Service requests are tracked by type, and in January the top three were gravel road, public safety and bylaw, and drainage. Social media and website analytics are measured as well. Fire department services are measured by stations in the M.D. of Taber and Vauxhall. The M.D. had five in January, Vauxhall had two. Non-fire incidents are classified by type: gas leak/CO2 (one), First Aid (three), assist other agency (one), and vehicle accidents (two).
At the request of Reeve Harris, Crofts detailed the Horsefly Spillway groundbreaking event, scheduled for Mar. 17. Crofts said guests and the public are invited to arrive at the operations and maintenance building at 1 p.m. After an introduction, guests will be driven to the site for the groundbreaking. Afterwards, back at the building, food and refreshments will be served and guests can network.
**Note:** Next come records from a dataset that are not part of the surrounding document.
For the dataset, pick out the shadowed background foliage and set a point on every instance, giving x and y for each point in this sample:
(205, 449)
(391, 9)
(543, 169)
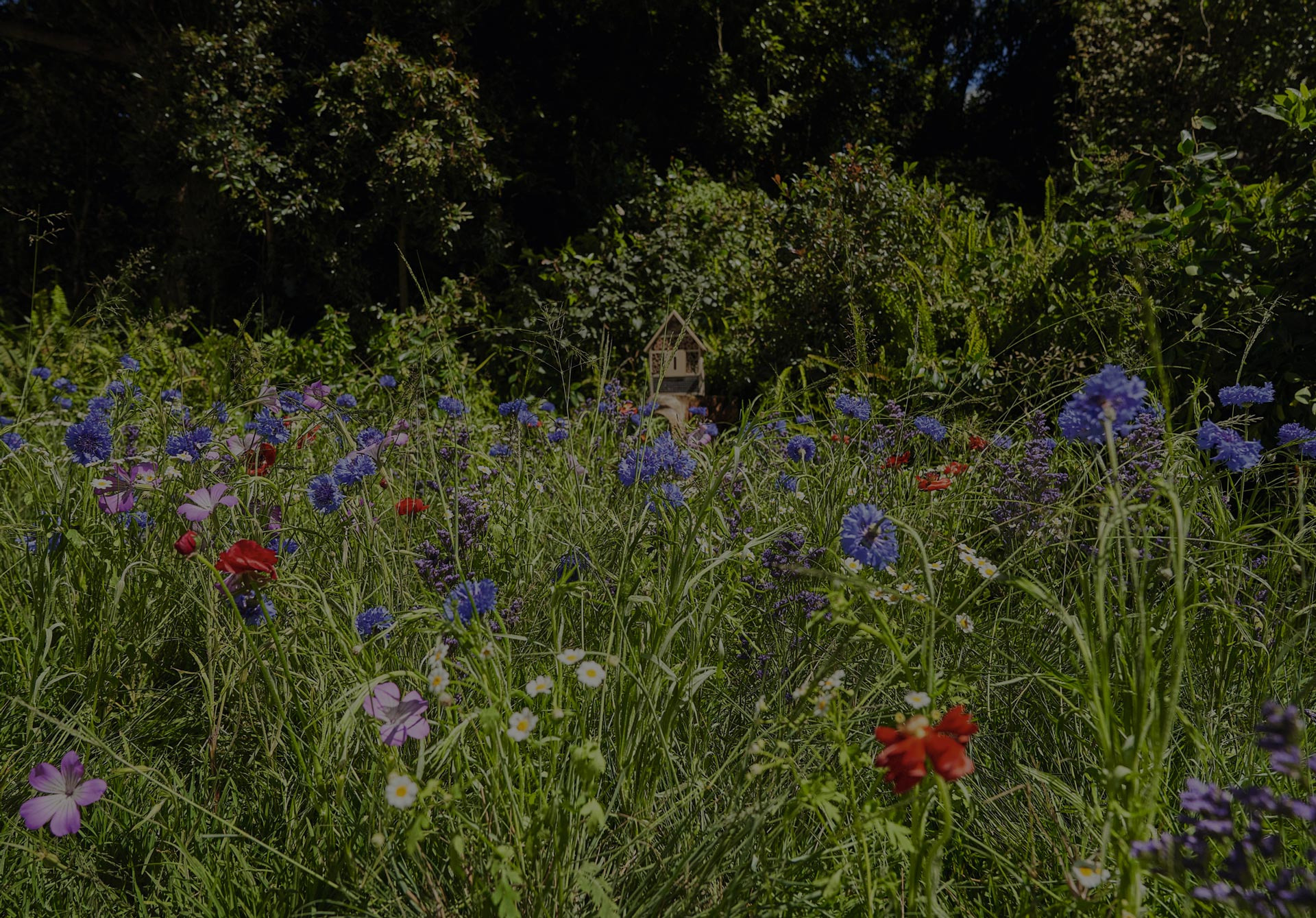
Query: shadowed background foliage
(938, 186)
Reeve’s report for council
In his report to council, Reeve Harris noted that he had participated in a municipal leaders conference call on March 16 with MP Martin Shields. Premier Smith was on the call, and Harris said, “Reeve Link from Wheatland County brought up solar project siting and we had quite a discussion with the premier on siting and the how the Alberta Utilities Commission needs to be more cognizant of the municipal land use bylaws and where these things are sited. We brought up the concern about taking irrigated land out of production for solar siting.” Harris said the premier is an advocate for property rights and letting landowners do as they wish with their land. “I totally get that,” he said, but doesn’t agree with taking those lands out of production, because “it goes out permanently.” His assertion was that reclamation on irrigated land ‘‘sterilizes’’ it.